The code doing the caching is:

<?php
header('Content-Type: text/css');
$content = file_get_contents('test.css');
header('Content-Length: '. strlen($content ));

$expires = 3600;
if (isset($_SERVER['HTTP_IF_MODIFIED_SINCE'])) {
  // Split the If-Modified-Since (Netscape < v6 gets this wrong) 
  $modifiedSince = explode(';', $_SERVER['HTTP_IF_MODIFIED_SINCE']); 

  // Turn the client request If-Modified-Since into a timestamp 
  $modifiedSince = strtotime($modifiedSince[0]); 
  $current_time = time();
  if (($current_time - $modifiedSince) < $expires) {
    header("304 Not Modified");

    //echo $current_time - $modifiedSince;
    exit();
  }
}

$current_time = time();
header("Last-Modified: ".gmdate("D, d M Y H:i:s", $current_time)." GMT");
header("Expires: " . gmdate("D, d M Y H:i:s", $current_time+$expires) . " GMT");
header("Cache-Control: max-age=$expires"); 
echo $content;

Thanks

Edit 1: I've cleared my cache with no joy and someone reports it working for them. Does this imply a server configuration problem? It's on a hosted server if it matters.

Edit 2: Seems not to happen in IE, but does happen in Firefox

+3  A: 

When I ran your code I wasn't getting a Status 500 error, but I was seeing an every other request "serve the file, serve a blank page" behavior similar to what you described.
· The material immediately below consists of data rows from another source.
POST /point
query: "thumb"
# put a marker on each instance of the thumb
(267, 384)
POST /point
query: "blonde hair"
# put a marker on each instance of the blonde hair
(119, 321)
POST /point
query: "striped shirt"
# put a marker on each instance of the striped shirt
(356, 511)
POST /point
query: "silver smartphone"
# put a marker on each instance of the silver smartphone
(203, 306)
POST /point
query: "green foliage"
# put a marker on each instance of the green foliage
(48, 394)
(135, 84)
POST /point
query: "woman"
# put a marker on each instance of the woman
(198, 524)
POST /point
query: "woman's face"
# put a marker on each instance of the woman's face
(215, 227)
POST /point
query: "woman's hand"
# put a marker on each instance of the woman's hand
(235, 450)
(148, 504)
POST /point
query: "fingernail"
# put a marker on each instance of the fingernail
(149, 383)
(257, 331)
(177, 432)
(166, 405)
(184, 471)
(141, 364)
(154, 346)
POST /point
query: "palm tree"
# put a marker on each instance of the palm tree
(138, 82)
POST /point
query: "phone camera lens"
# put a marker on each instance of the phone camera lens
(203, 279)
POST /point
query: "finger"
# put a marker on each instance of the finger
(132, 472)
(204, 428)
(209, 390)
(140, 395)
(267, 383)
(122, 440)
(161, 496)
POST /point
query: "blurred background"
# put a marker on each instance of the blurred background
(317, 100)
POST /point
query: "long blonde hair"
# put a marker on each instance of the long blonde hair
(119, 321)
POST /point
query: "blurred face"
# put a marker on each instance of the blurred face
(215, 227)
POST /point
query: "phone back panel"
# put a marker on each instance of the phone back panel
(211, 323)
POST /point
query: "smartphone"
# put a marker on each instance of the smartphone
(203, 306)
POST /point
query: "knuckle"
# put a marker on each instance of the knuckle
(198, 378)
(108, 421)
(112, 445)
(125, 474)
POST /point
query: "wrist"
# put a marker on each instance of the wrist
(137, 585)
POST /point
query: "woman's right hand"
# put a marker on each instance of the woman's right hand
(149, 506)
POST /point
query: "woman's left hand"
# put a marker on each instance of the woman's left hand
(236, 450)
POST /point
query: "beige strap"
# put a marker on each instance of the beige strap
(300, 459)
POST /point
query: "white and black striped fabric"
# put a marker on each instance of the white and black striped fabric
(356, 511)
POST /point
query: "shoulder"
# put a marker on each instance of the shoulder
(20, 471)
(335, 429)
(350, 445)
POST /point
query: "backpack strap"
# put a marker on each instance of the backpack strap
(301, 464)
It looks like you're not using the header() function correctly when you're setting the status 304. You're missing the "HTTP/1.1". This means that PHP is sending back a Status 200 header, and then exiting with no output. Try

header("HTTP/1.1 304 Not Modified");

If you really ARE getting a Server 500 error on every other request, poke around your webserver (Apache?) logs to see what kind of errors are popping up.

Alan Storm
Putting HTTP/1.1 worked like a charm.